W. Frederick Cavendish.
Henry M. Brownrigg. recd. H.B.
July 17, 1856.
At one time very large sums changed hands over the whist-table at White’s. One of the most distinguished gamblers was Lord Rivers, known in Paris as Le Wellington des Joueurs. This nobleman, it is said, once lost £3,400 at whist by not remembering that the seven of hearts was in! He played at hazard for the highest stakes that anyone could be got to play, and at one time was supposed to have won nearly £100,000; but all, together with a great deal more, went at Crockford’s.
In earlier days White’s appears to have been an occasional resort of very queer characters indeed. In Hogarth’s gambling scene at White’s we see the highwayman, with the pistols peeping out of his pocket, waiting by the fireside till the heaviest winner takes his departure, in order to recoup himself of his losings. And in the “Beaux’ Stratagem,” Aimwell asks of Gibbet: “Ha’n’t I seen your face at White’s?”
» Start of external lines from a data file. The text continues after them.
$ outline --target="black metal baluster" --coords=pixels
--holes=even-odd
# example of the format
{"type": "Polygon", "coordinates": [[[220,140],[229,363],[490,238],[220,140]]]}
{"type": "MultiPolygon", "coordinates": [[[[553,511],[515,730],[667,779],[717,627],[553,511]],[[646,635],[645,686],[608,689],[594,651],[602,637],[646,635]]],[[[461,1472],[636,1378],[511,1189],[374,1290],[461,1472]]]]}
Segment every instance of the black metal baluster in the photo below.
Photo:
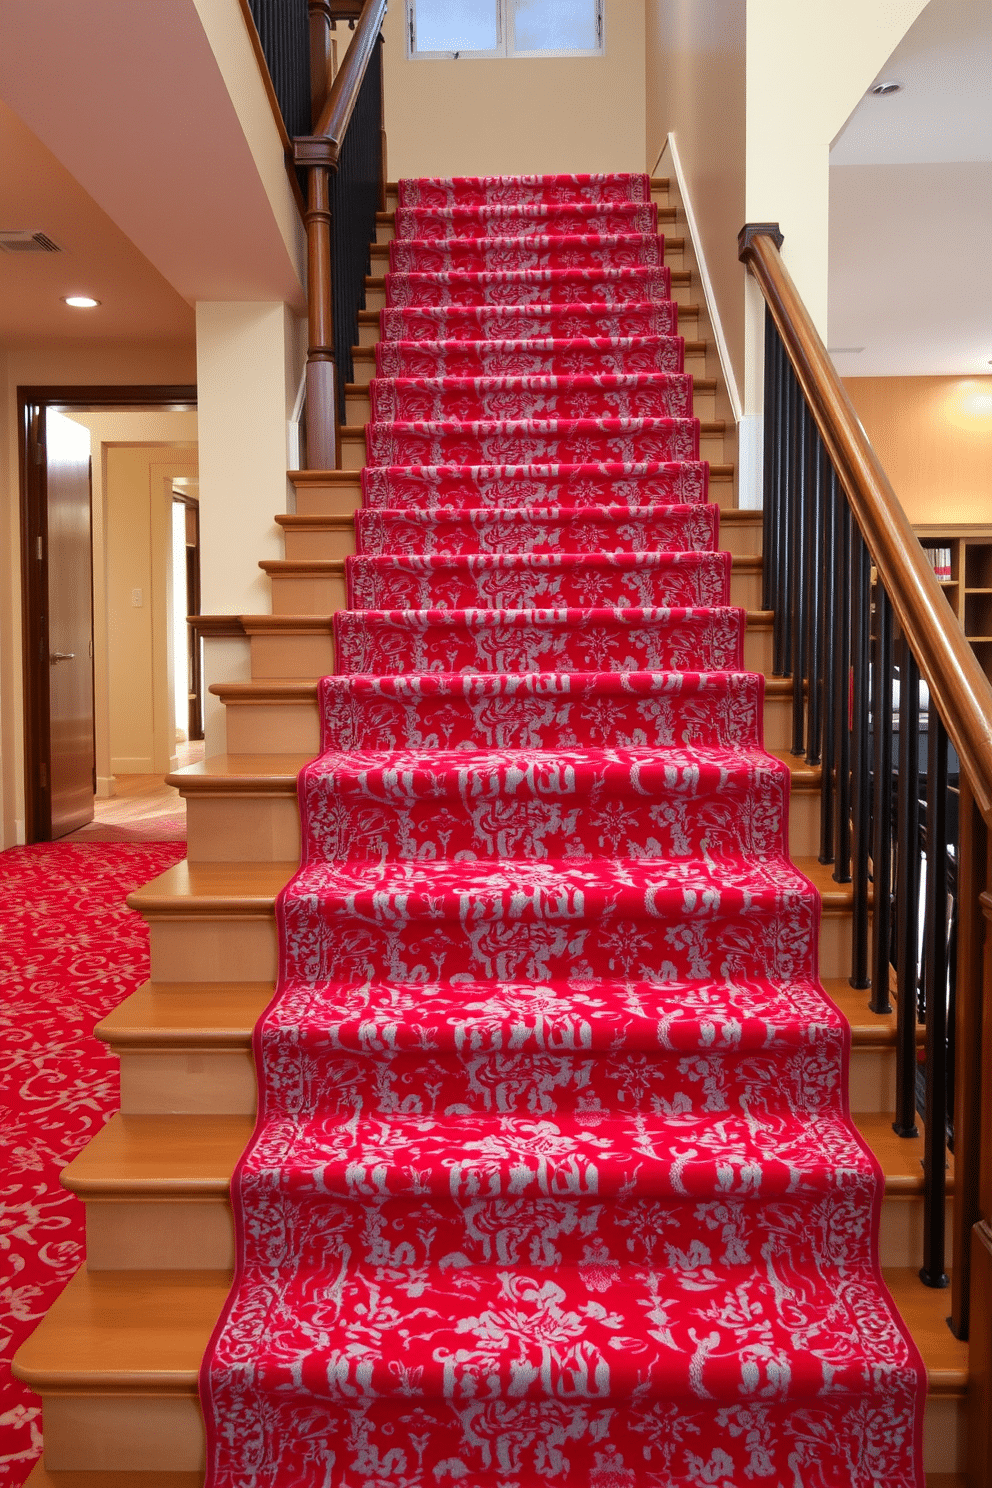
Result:
{"type": "Polygon", "coordinates": [[[780,463],[780,490],[778,525],[778,574],[775,582],[775,631],[772,670],[777,677],[786,677],[792,669],[792,498],[794,440],[792,408],[799,396],[795,374],[786,362],[783,379],[782,400],[782,451],[780,463]]]}
{"type": "Polygon", "coordinates": [[[899,654],[899,779],[896,825],[896,1119],[915,1137],[916,983],[920,932],[920,671],[905,638],[899,654]]]}
{"type": "Polygon", "coordinates": [[[820,751],[820,862],[834,860],[834,763],[835,720],[834,700],[836,696],[837,666],[837,540],[840,527],[837,521],[837,476],[830,464],[826,450],[822,452],[823,465],[823,748],[820,751]]]}
{"type": "Polygon", "coordinates": [[[923,1266],[920,1280],[946,1287],[947,1192],[947,730],[933,699],[927,718],[927,881],[924,985],[927,1004],[926,1130],[923,1136],[923,1266]]]}
{"type": "Polygon", "coordinates": [[[800,393],[795,411],[796,478],[792,530],[792,753],[802,754],[806,737],[806,605],[809,597],[807,507],[810,476],[810,417],[800,393]]]}
{"type": "Polygon", "coordinates": [[[782,342],[772,312],[765,306],[764,462],[761,502],[761,607],[775,608],[775,553],[778,541],[778,461],[782,432],[782,342]]]}
{"type": "Polygon", "coordinates": [[[851,509],[838,486],[834,651],[834,872],[837,883],[851,881],[851,509]]]}
{"type": "Polygon", "coordinates": [[[853,534],[851,559],[851,811],[853,852],[851,878],[851,986],[869,987],[868,859],[871,853],[871,773],[868,761],[868,714],[871,674],[871,558],[860,530],[853,534]]]}
{"type": "Polygon", "coordinates": [[[871,724],[874,734],[871,1010],[889,1010],[892,898],[892,606],[875,586],[871,724]]]}
{"type": "Polygon", "coordinates": [[[806,674],[809,689],[806,704],[806,763],[818,765],[823,754],[823,440],[806,410],[809,420],[810,481],[807,493],[808,521],[806,552],[809,556],[809,605],[806,629],[806,674]]]}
M’Clean, the fashionable highwayman, had a lodging in St. James’s Street, over against White’s; and he was as well known about St. James’s as any gentlemen who lived in that quarter, and who, perhaps, went upon the road, too. When M’Clean was taken, in 1750, Horace Walpole tells us that Lord Mountfort, at the head of half White’s, went the first day; his aunt was crying over him. As soon as they were withdrawn, she said to him, knowing they were of White’s: “My dear, what did the Lords say to you? Have you ever been concerned with any of them?”
Mr. Pelham, the Prime Minister, who had originally been an officer, was a well-known frequenter of the gaming-table at White’s, to which he resorted even when in high office—a habit alluded to in the following lines:
“Or chair’d at White’s, amidst the doctors sit,
Teach oaths to gamesters, and to nobles wit.”
General Scott, the father-in-law of George Canning and the Duke of Portland, was known to have won at White’s £200,000, thanks to his notorious sobriety and knowledge of this game. The General possessed a great advantage over his companions by avoiding the excesses which used not unfrequently to muddle their brains. He confined himself to dining off something very light, such as a boiled chicken with toast and water, and in consequence always came to the whist-table with a clear head. Possessing a remarkable memory, with great coolness of judgment, he was able honestly to win the enormous sum of £200,000.